ELISA。将横切的结肠组织用含有0.05% Tween 20、苯甲基磺酰氟(1 mM; Sigma, St. Louis, MO)和蛋白酶抑制剂混合物(Sigma)的PBS用Dounce玻璃匀浆器均质化,然后以18,000 rpm离心10分钟。所得上清液用于ELISA测定TNF-α(Mouse TNF-α ELISA MAX™ Set, Biolegend, San Diego, CA),IL-1β或IL-12p40(Murine ELISA Development kit, Peprotech, Rocky Hill, NJ)。
结果
吸入H2气体可以抑制由同基因小肠移植介导的缺血再灌注引起的小肠氧化依赖性组织损伤。这表明通过气体给药可以达到小肠,但尚不清楚口服H2溶解水是否会影响结肠中H2的浓度。其效果取决于肠道细菌产生或吸收的H2与外源性供给的H2之间的相互作用。因此,监测了口服H2饱和水后小鼠胃(图1A)和结肠(图1B)中H2浓度的时序变化。在5分钟时测量,胃中的H2浓度为503.8±160.3μM,迅速降至10分钟时的200.8±106.6μM,并在60分钟时返回基线水平。相比之下,结肠中的H2浓度逐渐增加,在30分钟时达到最高值88.0±26.5μM,然后在60分钟时返回基线水平58.0±15.1μM。如图1所示,经口服用的H2似乎增加了结肠中已存在的H2浓度,这可能是通过跨上皮扩散和基于血管的运输过程的组合实现的。(这个结果说明,至少在大鼠身体上,喝水后氢气能保持一定浓度达到大肠)
图1. 氢气(H2)对BALB/c小鼠DSS诱导结肠炎临床特征的影响。监测了给小鼠口服饱和氢水后胃(A)和结肠(B)中氢气浓度的时序变化(每个时间点n=5)。用Popper®喂食针将饱和氢气的蒸馏水(0.78 mM,ORP = -511 mV,pH 7.67)应用于小鼠(每只小鼠1ml)。在每个组的动物被处死后立即测量胃和结肠中液体物质的氢气浓度。为了检查氢气对DSS诱导结肠炎的影响,单独给予0.78 mM氢气水或含有或不含氢气水的5% DSS给小鼠(8周龄雄性,每组n=6)随意饮用7天。每天测量体重百分比变化(C)和结肠炎评分(D)。单独氢气水(♦)、单独5% DSS水(□)和含氢气的5% DSS水(△)的数据点和条形图表示平均值±标准差。∗p<0.05, ∗∗p<0.01: 与同一测量日仅接受DSS的对照组相比,值具有显著差异(t检验)。
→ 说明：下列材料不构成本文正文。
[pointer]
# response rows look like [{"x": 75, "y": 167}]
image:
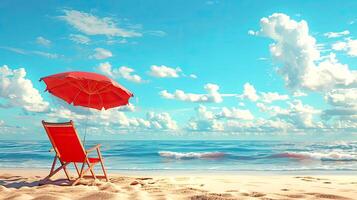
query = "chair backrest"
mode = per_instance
[{"x": 65, "y": 141}]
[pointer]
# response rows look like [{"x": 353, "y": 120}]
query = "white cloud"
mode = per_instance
[
  {"x": 101, "y": 54},
  {"x": 251, "y": 32},
  {"x": 157, "y": 33},
  {"x": 93, "y": 25},
  {"x": 121, "y": 72},
  {"x": 212, "y": 95},
  {"x": 205, "y": 121},
  {"x": 349, "y": 46},
  {"x": 19, "y": 91},
  {"x": 296, "y": 49},
  {"x": 161, "y": 121},
  {"x": 164, "y": 71},
  {"x": 80, "y": 39},
  {"x": 235, "y": 113},
  {"x": 337, "y": 34},
  {"x": 43, "y": 41},
  {"x": 299, "y": 93},
  {"x": 194, "y": 76},
  {"x": 115, "y": 117},
  {"x": 300, "y": 115},
  {"x": 269, "y": 97},
  {"x": 271, "y": 126},
  {"x": 249, "y": 92},
  {"x": 342, "y": 97},
  {"x": 29, "y": 52}
]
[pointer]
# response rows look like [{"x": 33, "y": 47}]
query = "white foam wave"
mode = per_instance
[
  {"x": 324, "y": 156},
  {"x": 190, "y": 155}
]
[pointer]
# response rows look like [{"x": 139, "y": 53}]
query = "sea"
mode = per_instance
[{"x": 193, "y": 155}]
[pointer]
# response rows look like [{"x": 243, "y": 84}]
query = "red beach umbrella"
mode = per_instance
[{"x": 87, "y": 89}]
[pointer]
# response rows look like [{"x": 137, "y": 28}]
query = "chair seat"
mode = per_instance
[{"x": 94, "y": 160}]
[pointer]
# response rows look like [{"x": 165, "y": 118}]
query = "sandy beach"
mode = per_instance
[{"x": 21, "y": 185}]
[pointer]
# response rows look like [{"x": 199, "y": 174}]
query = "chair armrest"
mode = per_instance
[{"x": 93, "y": 148}]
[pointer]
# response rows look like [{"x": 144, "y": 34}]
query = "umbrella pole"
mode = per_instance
[{"x": 85, "y": 129}]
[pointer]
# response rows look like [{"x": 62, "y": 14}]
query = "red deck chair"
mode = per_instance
[{"x": 69, "y": 149}]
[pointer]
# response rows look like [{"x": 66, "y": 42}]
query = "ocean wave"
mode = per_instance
[
  {"x": 325, "y": 156},
  {"x": 191, "y": 155}
]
为了研究氢气对IBD发展的可能预防效果,测试了氢气对BALB/c小鼠DSS诱导结肠炎的影响。连续给予DSS 5天后,观察到小鼠显著的体重减轻,持续到第7天动物被处死时(图1C)。相比之下,接受含有氢气的DSS溶液或单独氢气水的BALB/c小鼠没有体重减轻(图1C)。仅接受DSS的小鼠的结肠炎评分随时间增加,直到第7天。特别是,从第4天到第7天,单独供应DSS的小鼠与接受含氢气的DSS溶液的小鼠之间的结肠炎评分存在显著差异(图1D)。相比之下,接受对照常规水和溶解有氢气的水的小鼠之间没有显著差异(图1B)。这些数据表明,口服给予的氢气可以抑制DSS诱导结肠炎的发生。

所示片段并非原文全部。